Stars: Toni Collette, Rebecca Gibney, Anthony La Paglia, Liev Shrieber, Caroline Goodall, Deborah Mailman, Kerry Fox, Lilly Sullivan, Betheny Whitmore, Sam Clark and Nicole Freeman.
Writer/Director: P. J. Hogan
It is impossible not to feel some love for Mental, a coarse, colourful comedy that marks director PJ Hogan’s return to the raucous suburban milieu he captured so memorably in Muriel’s Wedding. That said, it sure is hard too sometimes.
Leading lady Toni Collette and a gaudy seaside enclave peopled by eccentric denizens are just two of the instantly familiar elements in a film that reworks ever so slightly just about every memorable aspect of the 1994 hit. Mental is guaranteed to satiate anyone still pining for the sequel to Muriel’s Wedding that oddly failed to eventuate in the wake of its success (full disclosure – liked but never loved it).
The freedom afforded Hogan upon agreeing to seek a second cinematic lightning-strike has proved a double-edged sword. This is clearly an aesthetic that he adores, but the unbridled joie de vivre he specialises in has also resulted in a deeply indulgent, wildly unwieldy film that ultimately feels as schizophrenic as several of his characters.
The haphazard plot begins with the inevitable breakdown of Shirley Moochmore (Rebecca Gibney), the deluded soon-to-be ex-wife of the town’s sleazy mayor, Barry (Anthony LaPaglia). Their four daughters are largely raising themselves, led by Coral (a fine Lily Sullivan), although each have their own borderline psychosis. With Shirley hospitalized (and largely sidelined from the film’s mid-section, despite most of the first 30 minutes being entirely her tale), Barry picks up hippy/hobo Shaz (Collette) and puts her in charge of the household. Strong bonds are formed and these scenes represent the best moments in the film; Shaz’s cafe showdown with two teen tormentors is a highlight.
However, Hogan loses control of his imagined world in the third act. An awkwardly weighty amount of new exposition is introduced, spinning the film off into its own bi-polar existence. Meagre subplots involving Kerry Fox’s snotty neighbour, Liev Shrieber’s bitter ex-shark hunter, Deborah Mailman’s lesbian mental-patient, Sam Clark’s surfie heart-throb and Caroline Goodall’s doll-obsessed auntie are all loopy artifice but are afforded hefty screen-time. The engaging rapport between Shaz and the girls is jettisoned in favour of a darker, far less credible plot involving Shaz’s sad history. Way over-stretched at 116 minutes, Mental seems to end on at least four different occasions before Hogan grinds the whimsy into gear again…and again…and again.

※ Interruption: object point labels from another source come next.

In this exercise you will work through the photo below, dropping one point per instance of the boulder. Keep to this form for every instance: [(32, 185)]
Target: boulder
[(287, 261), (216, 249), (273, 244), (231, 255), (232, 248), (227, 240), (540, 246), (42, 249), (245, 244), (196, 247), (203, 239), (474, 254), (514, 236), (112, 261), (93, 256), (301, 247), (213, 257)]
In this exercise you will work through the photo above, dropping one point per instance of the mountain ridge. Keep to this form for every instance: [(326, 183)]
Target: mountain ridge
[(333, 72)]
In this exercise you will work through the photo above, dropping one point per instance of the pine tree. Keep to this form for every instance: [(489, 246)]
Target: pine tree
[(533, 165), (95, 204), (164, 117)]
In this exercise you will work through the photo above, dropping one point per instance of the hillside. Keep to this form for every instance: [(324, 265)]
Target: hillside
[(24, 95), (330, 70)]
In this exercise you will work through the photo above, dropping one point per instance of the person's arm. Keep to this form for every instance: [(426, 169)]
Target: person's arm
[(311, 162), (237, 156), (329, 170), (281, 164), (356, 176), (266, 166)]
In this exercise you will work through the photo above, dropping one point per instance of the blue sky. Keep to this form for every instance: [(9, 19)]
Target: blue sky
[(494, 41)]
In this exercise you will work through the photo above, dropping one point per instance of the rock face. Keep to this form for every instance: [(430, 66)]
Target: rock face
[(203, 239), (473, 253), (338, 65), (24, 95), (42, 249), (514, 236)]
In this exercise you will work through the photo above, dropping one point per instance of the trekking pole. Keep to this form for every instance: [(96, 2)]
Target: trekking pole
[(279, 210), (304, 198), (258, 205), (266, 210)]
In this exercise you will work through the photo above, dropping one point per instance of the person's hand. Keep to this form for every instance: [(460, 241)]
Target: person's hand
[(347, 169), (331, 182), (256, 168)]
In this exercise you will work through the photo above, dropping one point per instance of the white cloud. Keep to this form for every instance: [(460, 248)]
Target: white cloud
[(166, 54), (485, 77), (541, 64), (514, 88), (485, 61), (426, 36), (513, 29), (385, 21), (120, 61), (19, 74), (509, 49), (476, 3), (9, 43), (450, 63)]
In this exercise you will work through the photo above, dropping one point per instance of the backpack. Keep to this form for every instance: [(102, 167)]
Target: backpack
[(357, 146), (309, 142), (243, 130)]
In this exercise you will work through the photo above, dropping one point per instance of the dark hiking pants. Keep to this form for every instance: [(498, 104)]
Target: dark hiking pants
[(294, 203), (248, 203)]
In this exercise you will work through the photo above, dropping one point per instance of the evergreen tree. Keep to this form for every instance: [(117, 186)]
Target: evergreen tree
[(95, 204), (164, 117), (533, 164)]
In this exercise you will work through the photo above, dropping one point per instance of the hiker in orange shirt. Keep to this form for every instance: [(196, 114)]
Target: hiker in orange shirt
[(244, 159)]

As with Muriel’s Wedding, the ace in Hogan’s sleeve is Toni Collette. Though her very broad ‘Strine may be a turn-off for some, she gives her all in a performance that asks her to go beyond the call of duty in some particularly distasteful scenes; Hogan’s penchant for icky physical humour extends to elaborately silly gags about menstruating and lighting farts. Others who register strongly are Gibney, whose startling physical commitment to the role will shock some; Shrieber’s salty curmudgeon, Trevor Blundell; and, the bit players who populate the mental healthcare institution, many of which provide the film’s biggest laughs.

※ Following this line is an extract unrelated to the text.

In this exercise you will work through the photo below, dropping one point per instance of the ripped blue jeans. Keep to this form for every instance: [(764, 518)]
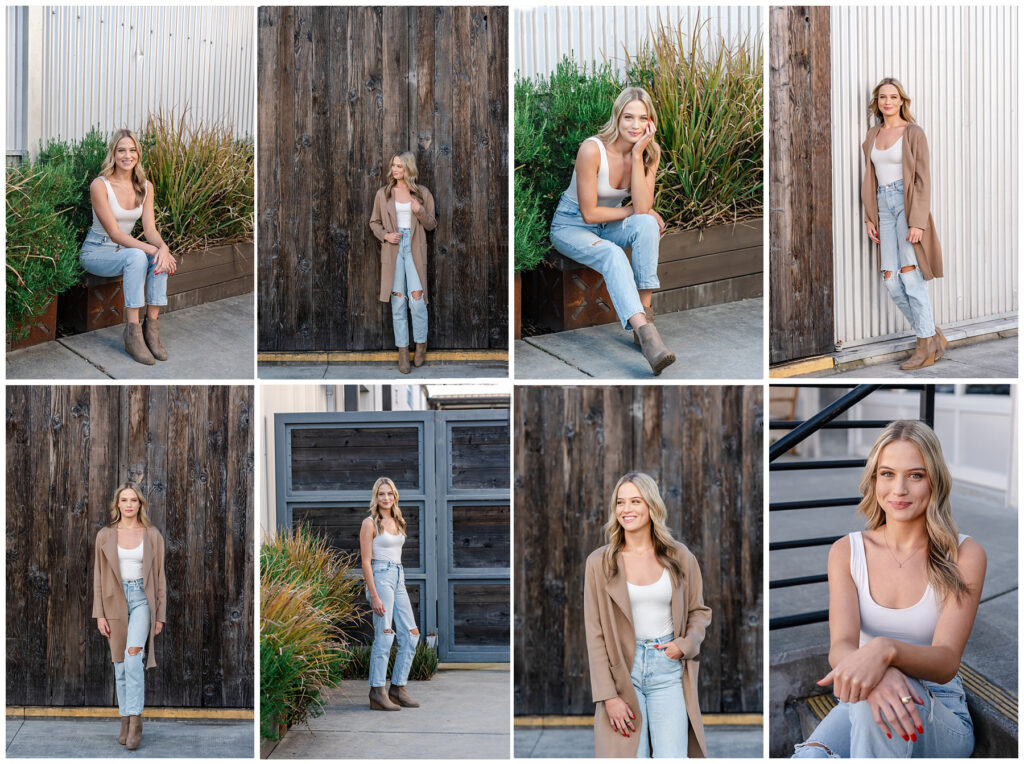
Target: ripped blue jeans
[(601, 247), (908, 289), (129, 675), (850, 731), (389, 580)]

The autobiographical nature of both Muriel’s Wedding and Mental ensures Hogan connects with the character’s idiosyncrasies; the gaudy flair that he splashes about pales next to the affection he has for his characters. The plot may be cumbersome and the humour over-played, but Mental still manages to feel like the vision of a director working from the heart, albeit via an appropriately twisted mind.